In both figures 5 and 6, we can see that the fluorescence QDs attach along the body of the phages, forming many fluorescence filaments. The optical transmission images also show these filamentous shapes of the phages as they appeared in the TEM image (figure 4), but with the amplified dimensions.
The QD-HER2 phage samples were kept in the dark at 4 °C temperature for 1 month and were visualized in the same conditions as before. The results are shown in figure 7. We can see that the fluorescence phage filaments (figure 7(B)) are still observed clearly as if having just been prepared.

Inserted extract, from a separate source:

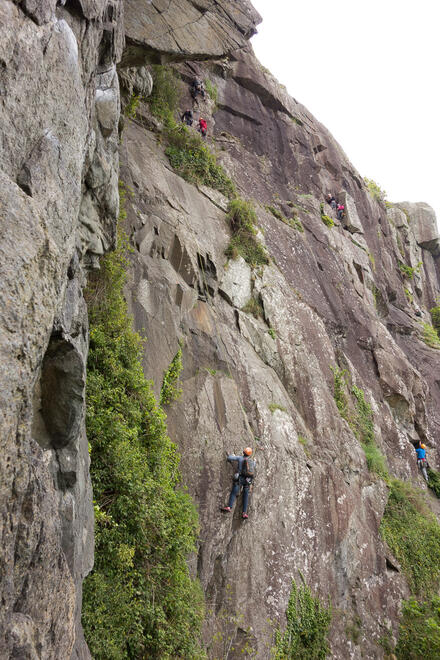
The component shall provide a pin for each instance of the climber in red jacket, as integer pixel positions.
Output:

Figure 7 Transmission image (A) and superposition of fluorescence and transmission images (B) of QD–Ab sample after 1 month of storage. Epifluorescence microscope (Olympus IX71, objective ×100 NA 1.3) excitation at 480 nm of mercury light (the horizontal axis of each image is 15 μm).
4. Conclusion
The QDs (commercial Qdot ITK TM 655 and laboratory manufactured CdTe QDs) were successfully attached to HER2 specific phage display Abs in solution. Due to QDs attaching to the surface, the phage dimensions were amplified and their shape could be observed by optical microscope in both transmission and fluorescence images. These results highlight the quality of QDs (commercial and laboratory) as fluorescence probes, and the value of complex phage-QDs as a cancer detection platform. Much work must be done before they can be properly adopted in medicine, but these initial experiments have created a foundation for combining QDs and other nanoparticles [12] to make from a phage a single multifunctional cancer detection system.
Acknowledgment
This work was supported by the National Foundations for Science and Technology Development (NAFOSTED) No. 103.06.101.09.